La alcaldía propone nuevos corredores turísticos culturales, impulsando el “turismo de compras” en el Centro Histórico y rutas en municipios como Milpa Alta, Tláhuac e Iztapalapa.
El objetivo es potenciar la diversidad de espacios patrimoniales, atractivos y zonas comerciales poco conocidas del Centro Histórico, indica el Plan de Gestión 2023-2028.
Las áreas diseñadas para corredores turísticos incluyen la ruta del Barrio Chino, el Mercado San Juan Pugibet y el Mercado de Curiosidades de San Juan.
También el segmento Reforma Alameda. Las calles Madero, Gante, Condesa y la recientemente rehabilitada Plaza Garibaldi, además de revitalizar los corredores Regina y San Jerónimo.
“Otros recorridos posibles podrían ser por calles temáticas de turismo de compras, como en la calle Las Novias o en barrios como La Lagunilla o La Merced. Esto último con el objetivo de promover la valorización del comercio tradicional y los espacios comerciales que conectan a residentes y visitantes”, destaca el plan.
Nathalie Desplas, secretaria local de Turismo, recordó que este sector representa el 9,1% del producto interior bruto de la ciudad y que el 14% de los empleos están directa o indirectamente vinculados a la actividad turística.

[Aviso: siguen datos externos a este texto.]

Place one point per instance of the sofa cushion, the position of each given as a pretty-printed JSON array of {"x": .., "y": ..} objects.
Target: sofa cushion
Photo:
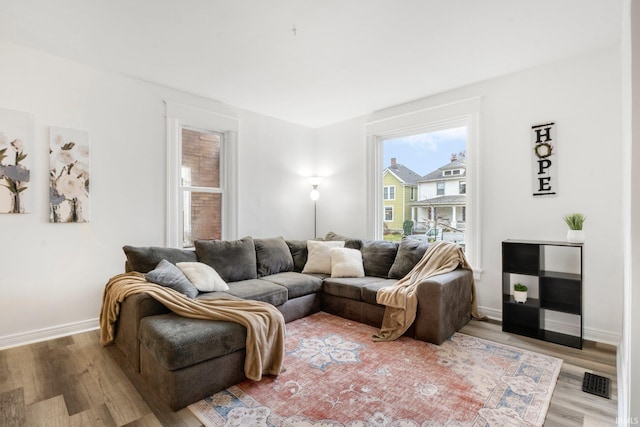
[
  {"x": 259, "y": 290},
  {"x": 143, "y": 259},
  {"x": 319, "y": 258},
  {"x": 297, "y": 284},
  {"x": 177, "y": 342},
  {"x": 298, "y": 249},
  {"x": 346, "y": 262},
  {"x": 272, "y": 256},
  {"x": 203, "y": 276},
  {"x": 234, "y": 260},
  {"x": 347, "y": 287},
  {"x": 370, "y": 290},
  {"x": 378, "y": 257},
  {"x": 349, "y": 242},
  {"x": 410, "y": 251},
  {"x": 170, "y": 276}
]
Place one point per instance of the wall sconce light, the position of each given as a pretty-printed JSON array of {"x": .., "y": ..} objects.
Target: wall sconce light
[{"x": 315, "y": 181}]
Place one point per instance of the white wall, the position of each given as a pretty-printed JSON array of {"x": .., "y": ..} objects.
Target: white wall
[
  {"x": 629, "y": 350},
  {"x": 582, "y": 95},
  {"x": 52, "y": 275}
]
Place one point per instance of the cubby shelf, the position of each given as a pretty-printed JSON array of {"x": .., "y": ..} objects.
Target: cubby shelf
[{"x": 558, "y": 291}]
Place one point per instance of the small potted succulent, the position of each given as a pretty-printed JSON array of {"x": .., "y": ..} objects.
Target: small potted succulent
[
  {"x": 520, "y": 293},
  {"x": 575, "y": 222}
]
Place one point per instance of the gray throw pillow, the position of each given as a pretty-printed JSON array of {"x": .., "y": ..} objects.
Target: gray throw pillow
[
  {"x": 143, "y": 259},
  {"x": 234, "y": 260},
  {"x": 299, "y": 253},
  {"x": 410, "y": 251},
  {"x": 378, "y": 257},
  {"x": 272, "y": 256},
  {"x": 167, "y": 274},
  {"x": 348, "y": 241}
]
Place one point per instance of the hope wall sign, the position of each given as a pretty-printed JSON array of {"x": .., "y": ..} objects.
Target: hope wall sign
[{"x": 543, "y": 138}]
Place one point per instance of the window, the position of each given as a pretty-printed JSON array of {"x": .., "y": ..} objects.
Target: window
[
  {"x": 390, "y": 192},
  {"x": 388, "y": 213},
  {"x": 201, "y": 175},
  {"x": 402, "y": 123},
  {"x": 201, "y": 186}
]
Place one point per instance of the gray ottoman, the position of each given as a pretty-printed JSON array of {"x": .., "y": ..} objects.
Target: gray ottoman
[{"x": 184, "y": 360}]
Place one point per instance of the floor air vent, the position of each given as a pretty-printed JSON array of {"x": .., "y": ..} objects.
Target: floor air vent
[{"x": 595, "y": 384}]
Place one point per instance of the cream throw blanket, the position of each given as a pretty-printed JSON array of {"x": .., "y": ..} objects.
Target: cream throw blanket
[
  {"x": 264, "y": 323},
  {"x": 400, "y": 299}
]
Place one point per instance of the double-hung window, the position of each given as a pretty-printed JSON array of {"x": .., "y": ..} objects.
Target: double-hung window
[
  {"x": 389, "y": 192},
  {"x": 201, "y": 178}
]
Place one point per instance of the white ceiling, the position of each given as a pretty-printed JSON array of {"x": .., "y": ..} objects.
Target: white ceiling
[{"x": 346, "y": 58}]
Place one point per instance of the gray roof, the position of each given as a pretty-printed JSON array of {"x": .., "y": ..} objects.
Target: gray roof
[
  {"x": 403, "y": 173},
  {"x": 437, "y": 175},
  {"x": 457, "y": 199}
]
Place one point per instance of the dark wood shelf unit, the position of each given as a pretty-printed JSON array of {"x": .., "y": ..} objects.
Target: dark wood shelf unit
[{"x": 558, "y": 291}]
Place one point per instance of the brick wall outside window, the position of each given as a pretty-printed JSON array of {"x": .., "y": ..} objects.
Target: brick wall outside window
[{"x": 201, "y": 168}]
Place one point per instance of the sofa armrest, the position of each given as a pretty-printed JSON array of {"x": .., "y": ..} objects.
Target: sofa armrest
[
  {"x": 444, "y": 305},
  {"x": 132, "y": 310}
]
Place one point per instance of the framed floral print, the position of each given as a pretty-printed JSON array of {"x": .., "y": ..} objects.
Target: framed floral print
[
  {"x": 68, "y": 175},
  {"x": 15, "y": 159}
]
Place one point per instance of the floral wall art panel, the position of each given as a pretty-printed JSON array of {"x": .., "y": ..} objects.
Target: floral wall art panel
[
  {"x": 68, "y": 175},
  {"x": 15, "y": 161}
]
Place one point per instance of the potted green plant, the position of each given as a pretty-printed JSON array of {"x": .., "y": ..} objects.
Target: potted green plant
[
  {"x": 520, "y": 292},
  {"x": 575, "y": 222}
]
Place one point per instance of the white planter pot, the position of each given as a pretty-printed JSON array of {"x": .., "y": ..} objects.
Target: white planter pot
[
  {"x": 575, "y": 236},
  {"x": 520, "y": 296}
]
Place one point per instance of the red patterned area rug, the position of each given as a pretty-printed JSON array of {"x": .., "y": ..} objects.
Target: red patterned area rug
[{"x": 337, "y": 376}]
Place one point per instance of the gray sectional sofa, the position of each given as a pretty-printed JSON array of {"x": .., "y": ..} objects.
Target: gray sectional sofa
[{"x": 184, "y": 360}]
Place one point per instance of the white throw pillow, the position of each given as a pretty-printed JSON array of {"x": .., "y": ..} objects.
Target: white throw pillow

Por ello, es importante seguir impulsando el turismo en el Centro Histórico y diversificarlo, desarrollando itinerarios en municipios rurales o periféricos como Milpa Alta, Tláhuac e Iztapalapa.
“Este hermoso centro histórico es lo primero que visitan los turistas, pero queremos atraerlos a otras partes”, afirmó.
En Tláhuac el objetivo es explotar los canales y chinampas más vírgenes y similares a las que existían en el Valle de México a principios del siglo XX y finales del XIX.
“Más canales ecológicos porque la naturaleza está de un lado”, afirmó.
En Milpa Alta la idea es ofrecer paquetes ecoturísticos y deportivos en sus zonas boscosas.
En Iztapalapa hay planes para explotar con fines turísticos la línea 2 del Cablebús, que es la más grande del mundo y su construcción estuvo acompañada de un túnel en los techos, donde se colocaron murales visibles sólo desde arriba.
Desarrollar el turismo en estos municipios es una forma de luchar contra la desigualdad y permitir a los residentes acceder a puestos de trabajo y desarrollar negocios turísticos, cree Desplas. “Si cada alcalde tiene sus propios chefs tradicionales, ¿por qué no ponerlos a disposición de los turistas? Para ellos es más difícil venir y vender, así que lo llevamos allí».